But nothing unusual there at all. From a cash flow perspective for 2012, again, we provided adjusted net income guidance of between $217 million and $222 million and that's effectively our cash flow.
Operator
Our next question comes from the line of Glenn Fodor with Morgan Stanley.
Glenn Fodor - Morgan Stanley
Just reconciling the guidance increase to the results in the quarter. There was some upside to the expectations, but your texture on Europe and the U.S.
was the things that are just kind of trucking along and flat, but then you closed the quarter with a very positive sales. Was that the driver for what appears to be maybe a little outsize increase versus the performance in the quarter?
Eric Dey
I wouldn't say the sales had a big impact on the quarter, Glenn. I mean sales certainly impact the business over the long term.
But I would say over the short term, in Q1 as Ron indicated and like I said in my section of the call, basically all businesses kind of performed according to plan. So we were very pleased with the performance everywhere.
The U.S. business was up about 16% organically year-over-year and effectively beat our internal expectations.
At the international level, obviously our revenue was up kind of 60%, driven to a large degree by the performance of our acquisitions. But again, I would say that all of our businesses performed well.

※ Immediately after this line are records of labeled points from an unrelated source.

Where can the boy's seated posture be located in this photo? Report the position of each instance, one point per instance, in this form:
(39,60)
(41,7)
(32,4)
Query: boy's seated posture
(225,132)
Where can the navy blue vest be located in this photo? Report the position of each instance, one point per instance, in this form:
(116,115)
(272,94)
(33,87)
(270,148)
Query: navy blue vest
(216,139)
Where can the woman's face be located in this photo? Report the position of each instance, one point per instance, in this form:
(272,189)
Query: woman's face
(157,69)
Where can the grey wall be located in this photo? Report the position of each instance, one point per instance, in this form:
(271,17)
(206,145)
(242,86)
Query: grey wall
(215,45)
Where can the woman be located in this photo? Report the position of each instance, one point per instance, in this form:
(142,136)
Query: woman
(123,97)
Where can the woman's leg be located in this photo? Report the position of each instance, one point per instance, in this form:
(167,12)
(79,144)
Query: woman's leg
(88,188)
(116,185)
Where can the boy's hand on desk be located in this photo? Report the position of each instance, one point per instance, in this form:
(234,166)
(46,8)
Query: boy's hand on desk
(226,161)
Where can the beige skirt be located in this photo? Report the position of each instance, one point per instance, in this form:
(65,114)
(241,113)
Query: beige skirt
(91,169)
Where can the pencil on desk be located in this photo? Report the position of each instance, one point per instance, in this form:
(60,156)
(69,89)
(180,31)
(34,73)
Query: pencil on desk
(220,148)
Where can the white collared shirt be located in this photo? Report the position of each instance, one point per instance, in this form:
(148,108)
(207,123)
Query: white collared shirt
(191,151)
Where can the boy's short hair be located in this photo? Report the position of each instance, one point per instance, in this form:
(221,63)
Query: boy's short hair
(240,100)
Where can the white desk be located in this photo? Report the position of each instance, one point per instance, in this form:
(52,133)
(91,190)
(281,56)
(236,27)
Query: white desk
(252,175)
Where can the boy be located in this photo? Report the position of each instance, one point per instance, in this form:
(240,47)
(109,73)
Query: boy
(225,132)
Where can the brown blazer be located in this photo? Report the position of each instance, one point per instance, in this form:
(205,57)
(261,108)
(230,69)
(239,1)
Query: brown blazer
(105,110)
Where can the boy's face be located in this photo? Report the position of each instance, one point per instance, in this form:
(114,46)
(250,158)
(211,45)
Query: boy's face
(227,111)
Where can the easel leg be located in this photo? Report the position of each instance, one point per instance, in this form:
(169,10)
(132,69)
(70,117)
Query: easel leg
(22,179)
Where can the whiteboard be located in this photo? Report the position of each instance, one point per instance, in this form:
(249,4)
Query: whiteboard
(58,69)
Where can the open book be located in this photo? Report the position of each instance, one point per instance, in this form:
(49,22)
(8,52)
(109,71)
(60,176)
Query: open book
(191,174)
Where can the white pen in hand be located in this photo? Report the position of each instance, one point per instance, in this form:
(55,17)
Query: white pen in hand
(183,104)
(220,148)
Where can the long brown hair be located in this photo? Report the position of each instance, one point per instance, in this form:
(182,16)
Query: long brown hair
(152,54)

And if you go back to the fourth quarter earnings call, we actually guided to $0.55 and $0.59. So we actually beat our guidance pretty handily in the first quarter.

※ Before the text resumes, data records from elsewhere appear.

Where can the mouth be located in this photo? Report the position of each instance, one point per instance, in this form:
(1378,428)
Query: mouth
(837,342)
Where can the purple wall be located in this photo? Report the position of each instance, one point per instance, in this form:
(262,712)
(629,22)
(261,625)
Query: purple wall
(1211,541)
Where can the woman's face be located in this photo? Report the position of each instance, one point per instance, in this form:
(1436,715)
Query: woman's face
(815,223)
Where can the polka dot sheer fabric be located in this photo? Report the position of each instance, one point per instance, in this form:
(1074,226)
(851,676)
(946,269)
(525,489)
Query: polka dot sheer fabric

So I think overall, we're pretty pleased with the $0.60. From an overall perspective, obviously that beat in the first quarter obviously factored into our overall guidance perspective on the full year.
Now we're guiding toward the high end of the range. It's also early in the year for us, Glenn.
So I think you'll have more color on our full year guidance as we kind of get further into the year.
Glenn Fodor - Morgan Stanley
Are these things, we should imagine, like a Shell type deal or maybe not that size, but along those lines of terms and conditions?
Ron Clarke
We're active in two RFPs now in Europe, and they're both significant, large, well known companies.
Operator
Our next question comes from the line of Roman Leal with Goldman Sachs.
Roman Leal - Goldman Sachs
In general, it seems like in Europe with the acquisitions and the potential partnerships and with the Shell partnership rolling out, is it safe to assume that the revenue per transactions trends will continue to be basically downward, obviously offset by the transaction growth? Is there something that you can do or any strategy to offset that?
Ron Clarke
On a line of business basis, they are all increasing. So you guys are looking at some aggregates or North America, international aggregate.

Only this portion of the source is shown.